A New York, vers 15H45 GMT, le Dow Jones perdait 1,64%, l'indice Nasdaq reculait de 1,32% et l'indice élargi S&P 500 cédait 0,97%.

Les valeurs de fabricants de composants électroniques cèdent du terrain, à l'image du mastodonte Nvidia (-2,57%), AMD (-5,76%), Broadcom (-2,28%) ou Micron (-5,48%).

En Europe, Infineon a terminé en baisse de 5,69% à Francfort. Le géant des machines spécialisées pour la gravure de puces ASML a reculé de 1,89% à Amsterdam.

Le recul de la "tech" et de l'IA se fait surtout sentir à la Bourse de Séoul, son indice phare Kospi ayant terminé sur une chute de 5,98%  plombé par la dégringolade de SK Hynix (-9,61%).
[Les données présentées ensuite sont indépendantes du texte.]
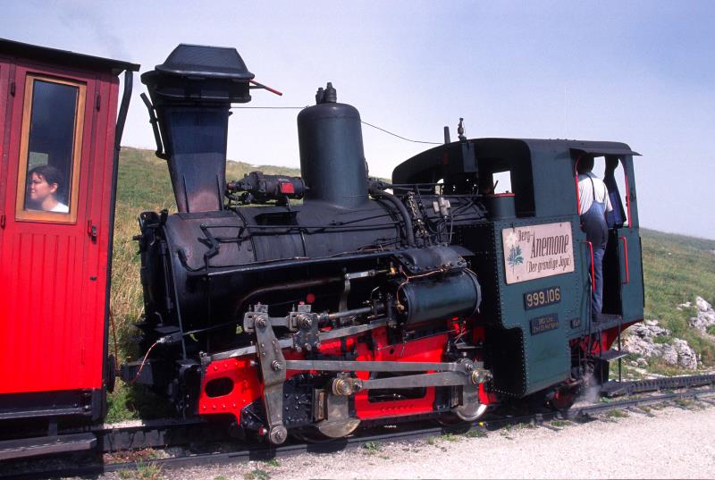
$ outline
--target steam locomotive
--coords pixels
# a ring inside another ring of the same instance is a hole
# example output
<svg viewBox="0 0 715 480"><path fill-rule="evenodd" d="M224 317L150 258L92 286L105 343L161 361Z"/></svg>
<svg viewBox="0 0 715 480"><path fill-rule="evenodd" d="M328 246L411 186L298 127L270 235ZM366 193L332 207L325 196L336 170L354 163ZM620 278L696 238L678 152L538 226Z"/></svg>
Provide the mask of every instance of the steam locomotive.
<svg viewBox="0 0 715 480"><path fill-rule="evenodd" d="M229 109L253 78L236 50L187 45L142 75L178 213L140 215L144 358L122 379L280 444L395 417L472 422L530 395L564 408L607 378L611 344L643 317L630 147L467 139L460 123L388 183L368 177L359 114L328 83L298 115L302 177L227 181ZM598 316L585 156L626 173ZM512 191L494 193L504 173Z"/></svg>
<svg viewBox="0 0 715 480"><path fill-rule="evenodd" d="M0 459L29 454L29 424L44 452L96 442L57 434L103 418L114 383L109 259L139 68L0 39ZM386 181L368 177L360 115L328 83L298 115L301 177L227 180L231 105L267 88L239 53L180 45L141 79L178 212L139 215L141 355L119 375L178 416L273 444L469 423L527 397L568 408L624 355L644 307L627 145L470 139L460 122ZM585 157L606 163L618 214L595 316Z"/></svg>

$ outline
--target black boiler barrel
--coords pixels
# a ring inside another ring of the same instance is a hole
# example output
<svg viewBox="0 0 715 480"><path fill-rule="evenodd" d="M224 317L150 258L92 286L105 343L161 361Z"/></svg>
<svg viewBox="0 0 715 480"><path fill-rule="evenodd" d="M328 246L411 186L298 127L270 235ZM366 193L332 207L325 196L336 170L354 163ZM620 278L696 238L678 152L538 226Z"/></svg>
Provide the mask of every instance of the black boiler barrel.
<svg viewBox="0 0 715 480"><path fill-rule="evenodd" d="M339 104L329 83L317 104L298 115L300 171L306 199L352 208L367 201L367 171L360 114Z"/></svg>

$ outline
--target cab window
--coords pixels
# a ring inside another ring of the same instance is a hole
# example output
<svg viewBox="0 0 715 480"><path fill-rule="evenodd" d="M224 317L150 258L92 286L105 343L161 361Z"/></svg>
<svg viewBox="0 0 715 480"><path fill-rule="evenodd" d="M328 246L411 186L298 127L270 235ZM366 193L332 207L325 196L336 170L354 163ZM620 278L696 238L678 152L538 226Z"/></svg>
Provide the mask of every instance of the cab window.
<svg viewBox="0 0 715 480"><path fill-rule="evenodd" d="M74 223L85 86L28 75L20 151L18 220Z"/></svg>

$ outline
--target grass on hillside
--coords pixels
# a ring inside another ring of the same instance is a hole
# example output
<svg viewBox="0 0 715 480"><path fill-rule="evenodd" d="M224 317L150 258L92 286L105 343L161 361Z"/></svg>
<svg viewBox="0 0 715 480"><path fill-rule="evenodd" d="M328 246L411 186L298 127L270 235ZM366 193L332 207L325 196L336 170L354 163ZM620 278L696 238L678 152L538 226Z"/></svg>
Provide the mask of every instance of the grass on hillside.
<svg viewBox="0 0 715 480"><path fill-rule="evenodd" d="M715 345L691 328L695 307L678 310L695 296L715 300L715 240L643 229L645 318L660 320L671 337L687 341L705 366L715 365ZM656 362L657 363L657 362Z"/></svg>
<svg viewBox="0 0 715 480"><path fill-rule="evenodd" d="M228 180L260 170L269 174L299 175L296 169L254 166L229 162ZM133 324L143 312L139 258L137 255L137 218L143 211L158 212L164 208L176 211L173 192L169 181L166 162L156 158L153 151L123 148L120 156L117 185L114 253L112 272L111 306L117 331L119 363L137 359ZM657 318L673 332L673 336L686 340L702 353L705 365L715 365L715 347L687 325L694 311L678 311L676 307L694 301L700 295L711 303L715 300L715 240L643 231L644 276L645 280L645 317ZM110 339L110 351L114 348ZM147 403L144 393L122 382L110 398L108 419L122 420L137 417L139 405ZM150 415L142 412L142 416Z"/></svg>

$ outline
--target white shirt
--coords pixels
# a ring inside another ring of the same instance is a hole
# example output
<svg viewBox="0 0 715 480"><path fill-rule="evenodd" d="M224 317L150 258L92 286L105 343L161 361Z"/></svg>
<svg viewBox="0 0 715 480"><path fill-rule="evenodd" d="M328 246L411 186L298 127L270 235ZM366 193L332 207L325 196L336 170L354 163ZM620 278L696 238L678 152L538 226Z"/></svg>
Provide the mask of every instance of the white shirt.
<svg viewBox="0 0 715 480"><path fill-rule="evenodd" d="M70 207L67 206L66 205L64 205L62 202L57 202L57 205L53 206L52 210L50 210L50 212L59 212L61 214L69 214L70 213Z"/></svg>
<svg viewBox="0 0 715 480"><path fill-rule="evenodd" d="M589 178L591 180L589 180ZM591 186L591 181L593 181L593 186ZM606 203L606 211L610 212L613 206L609 200L609 189L606 184L603 183L600 178L595 176L593 172L588 173L579 173L578 175L578 213L583 215L588 212L591 206L593 204L593 192L596 193L596 201L599 203Z"/></svg>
Ses prévisions de dépenses d'investissement inquiètent les investisseurs.

Pour Stephen Innes, gérant de SPI AM, "l'onde de choc reste largement concentrée sur l'univers de l'IA, où une quantité excessive de capitaux s'était concentrée sur un nombre trop restreint de valeurs."

Les investisseurs attendent désormais la publication des résultats trimestriels des géants de la tech américaine Microsoft et Meta (Facebook, Instagram) mercredi après la clôture de Wall Street. Ils seront suivis par ceux d'Apple et Amazon jeudi.

- L'attention sur la Fed -

La nouvelle flambée des cours du brut survient alors que les investisseurs attendent, à 14H00, heure locale (18H00 GMT), la décision du comité de politique monétaire de la Fed à propos de ses taux directeurs.

Les acteurs du marché misent sur un statu quo, mais, fait inhabituel, ils attribuent encore une probabilité supérieure à 30% à un relèvement d'un quart de point, selon l'outil de veille du CME, FedWatch.

"Si la Fed décidait effectivement de relever ses taux (...), cette décision ne serait pas fondée sur la situation actuelle du marché du travail ou sur les dernières données d'inflation, mais relèverait plutôt d'une logique de gestion des risques, au cas où ces indicateurs se dégraderaient à l'avenir", estime Kathleen Brooks, directrice de la recherche à XTB.